Erdogan resurrects debates of Islamization
Prime Minister Recep Tayyip Erdogan’s comment that his government wants to “raise a religious youth” has touched a nerve in society, fuelling debates over an alleged “hidden agenda” to Islamize secular Turkey.
“We want to raise a religious youth,” said Erdogan, himself a graduate of a clerical school and the leader of the Islamist-rooted Justice and Development Party (AKP), during a parliamentary address last week.
“Do you expect the conservative democrat AK Party to raise an atheist generation? That might be your business, your mission, but not ours. We will raise a conservative and democratic generation embracing the nation’s values and principles,” he added.
Erdogan’s remarks drew strong criticism from the staunchly secular Republican People’s Party (CHP) founded by Mustafa Kemal Ataturk, with its leader calling him a “religion-monger.”
“It is a sin to garner votes over religion. You are not religious but a religion-monger,” said Kemal Kilicdaroglu, accusing Erdogan of polarizing the country by touching its faultlines.
“I’m asking the prime minister: what can I do if I don’t want my child to be raised as religious and conservative?” wrote prominent liberal commentator Hasan Cemal in Milliyet daily.
“If you are going to train a religious and conservative generation in schools, what will happen to my child?” he asked.
Columnist Mehmet Ali Birand also criticized Erdogan this week in an article titled, “The race for piety will be our end.”
“What does it mean, really, that the state raises religious youth? Is this the first step towards a religious state?” he wrote in Hurriyet Daily News.
Erdogan must explain what he meant, otherwise a dangerous storm may erupt and go as far as fights about being religious versus being godless, he argued.
Neither religious nor political uniformity can be imposed on Turkey given regional, ethnic and sectarian diversity in the country, wrote Semih Idiz in Milliyet daily on Tuesday.
He said millions of people “have subscribed to secular lifestyles” even before the republic.
Erdogan’s AKP has been in power since 2002 and won a third term with nearly 50 percent of the vote in the 2011 elections, securing 325 seats in the 550-member parliament.
But since then the influence of the military, considered as guardian of secularism, has waned.
Dozens of retired and active army officers, academics, journalists and lawyers have been put behind bars in probes into alleged plots against Erdogan’s government.
Critics accuse the government of launching the probes as a tool to silence opponents and impose authoritarianism.

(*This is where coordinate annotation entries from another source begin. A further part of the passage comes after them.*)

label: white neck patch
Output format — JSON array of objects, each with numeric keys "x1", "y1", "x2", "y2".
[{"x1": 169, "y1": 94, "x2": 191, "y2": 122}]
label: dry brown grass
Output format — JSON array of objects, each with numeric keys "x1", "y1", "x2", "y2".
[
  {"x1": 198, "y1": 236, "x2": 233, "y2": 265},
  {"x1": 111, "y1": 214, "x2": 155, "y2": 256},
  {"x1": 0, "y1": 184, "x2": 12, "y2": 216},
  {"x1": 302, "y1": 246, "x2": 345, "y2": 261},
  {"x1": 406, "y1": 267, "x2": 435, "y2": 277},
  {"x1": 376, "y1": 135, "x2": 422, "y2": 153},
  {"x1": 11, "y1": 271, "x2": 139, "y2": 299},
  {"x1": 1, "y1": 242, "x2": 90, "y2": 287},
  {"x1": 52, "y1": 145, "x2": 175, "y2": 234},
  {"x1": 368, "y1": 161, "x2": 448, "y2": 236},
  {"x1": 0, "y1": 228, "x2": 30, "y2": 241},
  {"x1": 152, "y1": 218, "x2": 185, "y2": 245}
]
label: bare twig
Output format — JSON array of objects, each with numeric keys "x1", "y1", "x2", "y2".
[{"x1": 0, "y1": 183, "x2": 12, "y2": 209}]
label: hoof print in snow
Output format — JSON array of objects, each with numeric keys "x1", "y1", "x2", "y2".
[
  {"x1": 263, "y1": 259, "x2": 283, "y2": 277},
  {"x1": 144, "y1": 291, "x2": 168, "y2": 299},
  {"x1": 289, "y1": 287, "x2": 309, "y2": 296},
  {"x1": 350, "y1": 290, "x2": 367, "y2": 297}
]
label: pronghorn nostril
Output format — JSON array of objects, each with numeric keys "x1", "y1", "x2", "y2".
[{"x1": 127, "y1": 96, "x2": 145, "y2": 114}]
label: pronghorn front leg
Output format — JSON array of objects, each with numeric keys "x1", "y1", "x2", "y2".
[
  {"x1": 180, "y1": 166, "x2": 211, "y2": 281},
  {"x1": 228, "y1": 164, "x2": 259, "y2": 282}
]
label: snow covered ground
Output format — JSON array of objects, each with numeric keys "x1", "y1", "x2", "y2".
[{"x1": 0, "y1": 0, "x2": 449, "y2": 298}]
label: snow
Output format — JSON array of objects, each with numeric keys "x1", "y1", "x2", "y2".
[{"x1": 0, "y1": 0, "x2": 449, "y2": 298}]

Secular quarters argue Erdogan’s conservative government is also step by step imposing religion in every aspect of life, saying many restaurants already refuse to serve alcohol during Ramadan.
They also criticize recent changes to legislation under which religious school graduates will now be able to access any university branch they like, while in the past they had only access to theology schools.
Birand expressed fears that the changes would not be confined to this and would lead to censorship in television broadcasts.
The Turkish television watchdog RTUK “will restrict all kissing scenes; they will confuse pornography with explicit broadcast and all television screens will be made pious,” he added.
“Then will come religious foundations. After them, it will be municipalities. All kinds of Koran teaching courses, legal or illegal, will mushroom.”
Observers say Erdogan’s message contradicts what he had said during a recent tour of Arab Spring countries, in September.
“As Recep Tayyip Erdogan I am a Muslim but not secular. But I am a prime minister of a secular country. People have the freedom to choose whether or not to be religious in a secular regime,” he said in an interview with an Egyptian TV, published by Turkish daily Vatan.
“The constitution in Turkey defines secularism as the state’s equal distance to every religion,” he said in remarks that provoked criticism from the Muslim Brotherhood in Egypt.